Merdji Hamid, Bataille Vincent, Curtiaud Anais, Bonello Laurent, Roubille François, Levy Bruno, Lim Pascal, Dib Jean-Claude, Maizel Julien, Brechot Nicolas, Beuzelin Marion, Fillippi Emmanuelle, Cherbi Miloud, Demiselle Julien, Rangé Grégoire, Joffre Jérémie, Yassine Marwan, Biendel Caroline, Bounes Fanny, Leurent Guillaume, Gerbaud Edouard, Bonnefoy Eric, Puymirat Etienne, Delmas Clément
Université de Strasbourg (UNISTRA), Faculté de Médecine, Strasbourg University Hospital, Nouvel Hôpital Civil, Medical Intensive Care Unit, Strasbourg, France.

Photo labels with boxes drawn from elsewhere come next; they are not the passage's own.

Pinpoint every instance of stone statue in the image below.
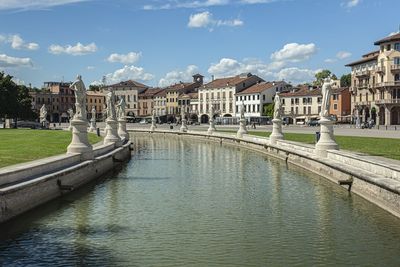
[106,87,116,120]
[240,101,244,119]
[319,78,332,118]
[67,108,74,120]
[92,106,96,119]
[40,104,47,123]
[274,92,282,120]
[117,97,126,119]
[69,75,86,119]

Department of Cardiology, Toulouse Rangueil University Hospital, UMR 1295 INSERM, Toulouse, France.
Resusc Plus. 2025 Jul 9;25:101024. doi: 10.1016/j.resplu.2025.101024. eCollection 2025 Sep.
Differences between cardiogenic shock (CS) with and without prior resuscitated cardiac arrest (CA) remain largely unexplored. We hypothesized that patients who experience shockable CA followed by CS are likely to have worse outcomes compared to CS without prior CA.
FRENSHOCK is a prospective multicenter observational registry conducted in French critical care units in 2016, which included CS from various etiologies. Patients admitted after resuscitation of a CA were included if they fulfilled previously defined CS criteria. Non-shockable rhythms at the time of medical intervention were considered exclusion criteria and were not recorded in the registry.
Among the 771 enrolled patients (mean age 65.7 ± 14.9 years; 71.5 % male), 79 (10.2 %) had a resuscitated shockable cardiac arrest just before inclusion. Shockable CA patients had more respiratory support (78.5 % vs. 33.2 %, < 0.001), more mechanical circulatory support (35.4 % vs. 16.5 %, < 0.001), more coronary angiography performed (76 % vs. 48.8 %, < 0.001), finding more mono-troncular lesions (39 % vs. 16.9 %, < 0.001). Thirty-day and one-year survival were similar between groups. Among 30-day survivors, CS with an initial shockable CA exhibited significantly improved long-term survival compared to CS without prior resuscitated CA.
In a cohort of patients with cardiogenic shock from various etiologies, approximately 10% had experienced prior resuscitation following a cardiac arrest with shockable rhythms. Our findings suggest that selected cardiac arrest with a shockable rhythm leading to cardiogenic shock does not inherently confer a worse prognosis compared to other causes of cardiogenic shock.
心源性休克(CS)伴有或不伴有先前复苏的心脏骤停(CA)之间的差异在很大程度上仍未得到探索。我们假设,与无先前CA的CS患者相比,经历可电击复律的CA后发生CS的患者可能预后更差。
FRENSHOCK是2016年在法国重症监护病房进行的一项前瞻性多中心观察性登记研究,纳入了各种病因导致的CS患者。如果符合先前定义的CS标准,则纳入CA复苏后入院的患者。医疗干预时不可电击复律的心律被视为排除标准,未记录在登记研究中。
在771名登记患者中(平均年龄65.7±14.9岁;71.5%为男性),79名(10.2%)在纳入前有复苏成功的可电击复律心脏骤停。可电击复律CA患者有更多的呼吸支持(78.5%对33.2%,P<0.001)、更多的机械循环支持(35.4%对16.5%,P<0.001)、更多的冠状动脉造影检查(76%对48.8%,P<0.001),发现更多的单支血管病变(39%对16.9%,P<0.001)。两组间30天和1年生存率相似。在30天幸存者中,初始为可电击复律CA的CS患者与无先前复苏CA的CS患者相比,长期生存率显著提高。
在一组各种病因的心源性休克患者中,约10%曾经历过心脏骤停且心律可电击复律后的复苏。我们的研究结果表明,与其他心源性休克原因相比,特定的可电击复律心律导致的心源性休克本身并不意味着预后更差。